EXAMS-V: A Comprehensive Multilingual Exam Benchmark for Vision Language Models
المفاهيم الأساسية
EXAMS-V introduces a challenging multi-discipline exam benchmark for evaluating vision language models, emphasizing diverse languages and complex reasoning.
الملخص
Abstract:
Introduces EXAMS-V, a new challenging multi-discipline multimodal multilingual exam benchmark.
Consists of 20,932 multiple-choice questions across 20 school disciplines in 11 languages.
Uniquely curated by gathering school exam questions from various countries with diverse education systems.
Introduction:
Large Language Models (LLMs) advancements in understanding natural languages.
Notable developments like GPT-4V and Gemini represent a new era in image understanding.
Datasets:
Comparison with existing benchmarks like M3Exam and other school exam datasets.

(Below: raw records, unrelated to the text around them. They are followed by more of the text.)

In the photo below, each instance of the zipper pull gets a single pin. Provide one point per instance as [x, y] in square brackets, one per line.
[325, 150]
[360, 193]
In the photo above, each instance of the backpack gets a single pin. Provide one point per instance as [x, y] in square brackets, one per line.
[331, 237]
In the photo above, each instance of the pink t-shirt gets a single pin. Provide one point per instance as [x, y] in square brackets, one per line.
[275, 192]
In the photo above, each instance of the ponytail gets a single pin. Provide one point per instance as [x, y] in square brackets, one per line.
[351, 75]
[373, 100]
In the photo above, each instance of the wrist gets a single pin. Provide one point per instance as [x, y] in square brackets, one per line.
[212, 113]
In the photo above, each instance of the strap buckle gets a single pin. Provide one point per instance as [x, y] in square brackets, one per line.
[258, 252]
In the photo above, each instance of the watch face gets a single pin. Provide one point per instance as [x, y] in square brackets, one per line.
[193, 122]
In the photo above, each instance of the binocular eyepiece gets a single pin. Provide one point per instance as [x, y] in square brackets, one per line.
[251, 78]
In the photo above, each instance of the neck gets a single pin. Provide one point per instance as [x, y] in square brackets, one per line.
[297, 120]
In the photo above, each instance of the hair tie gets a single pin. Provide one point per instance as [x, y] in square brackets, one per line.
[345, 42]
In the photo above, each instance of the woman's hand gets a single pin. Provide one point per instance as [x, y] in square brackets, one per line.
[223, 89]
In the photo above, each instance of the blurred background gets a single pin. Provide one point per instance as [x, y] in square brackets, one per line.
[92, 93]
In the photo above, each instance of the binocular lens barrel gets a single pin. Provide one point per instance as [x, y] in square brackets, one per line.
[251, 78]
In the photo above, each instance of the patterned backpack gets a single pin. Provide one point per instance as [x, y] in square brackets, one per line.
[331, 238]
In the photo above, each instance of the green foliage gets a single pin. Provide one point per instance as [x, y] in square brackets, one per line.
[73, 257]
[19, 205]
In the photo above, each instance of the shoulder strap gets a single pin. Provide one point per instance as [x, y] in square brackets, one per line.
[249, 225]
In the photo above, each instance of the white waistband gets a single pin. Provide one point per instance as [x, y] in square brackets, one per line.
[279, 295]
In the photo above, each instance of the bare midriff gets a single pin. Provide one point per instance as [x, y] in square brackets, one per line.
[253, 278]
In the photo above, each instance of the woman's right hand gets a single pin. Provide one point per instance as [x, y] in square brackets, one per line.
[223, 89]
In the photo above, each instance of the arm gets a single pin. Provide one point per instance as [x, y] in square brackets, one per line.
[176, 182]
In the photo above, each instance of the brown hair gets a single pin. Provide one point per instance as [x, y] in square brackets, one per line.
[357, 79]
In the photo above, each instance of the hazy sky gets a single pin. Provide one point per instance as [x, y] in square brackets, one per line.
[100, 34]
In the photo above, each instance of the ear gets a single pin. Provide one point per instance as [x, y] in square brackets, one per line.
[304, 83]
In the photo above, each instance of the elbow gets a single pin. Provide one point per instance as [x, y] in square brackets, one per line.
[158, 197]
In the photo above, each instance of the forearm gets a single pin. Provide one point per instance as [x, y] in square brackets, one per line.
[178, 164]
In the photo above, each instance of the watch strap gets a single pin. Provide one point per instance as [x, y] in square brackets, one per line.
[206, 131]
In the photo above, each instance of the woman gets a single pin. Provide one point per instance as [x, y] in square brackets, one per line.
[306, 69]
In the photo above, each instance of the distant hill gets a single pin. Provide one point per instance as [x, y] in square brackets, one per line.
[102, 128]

EXAMS-V includes subjects like Physics, Biology, History, Chemistry, Geography, etc.
Related Work:
LLM advancements in generating human-like text and performing NLP tasks.
Focus on extending monolingual language models to multilingual and multimodal capabilities.
Data Extraction:
"EXAMS-V is uniquely curated by gathering school exam questions from various countries."
"The dataset contains 20,932 samples spanning 20 subjects from grade 4-12."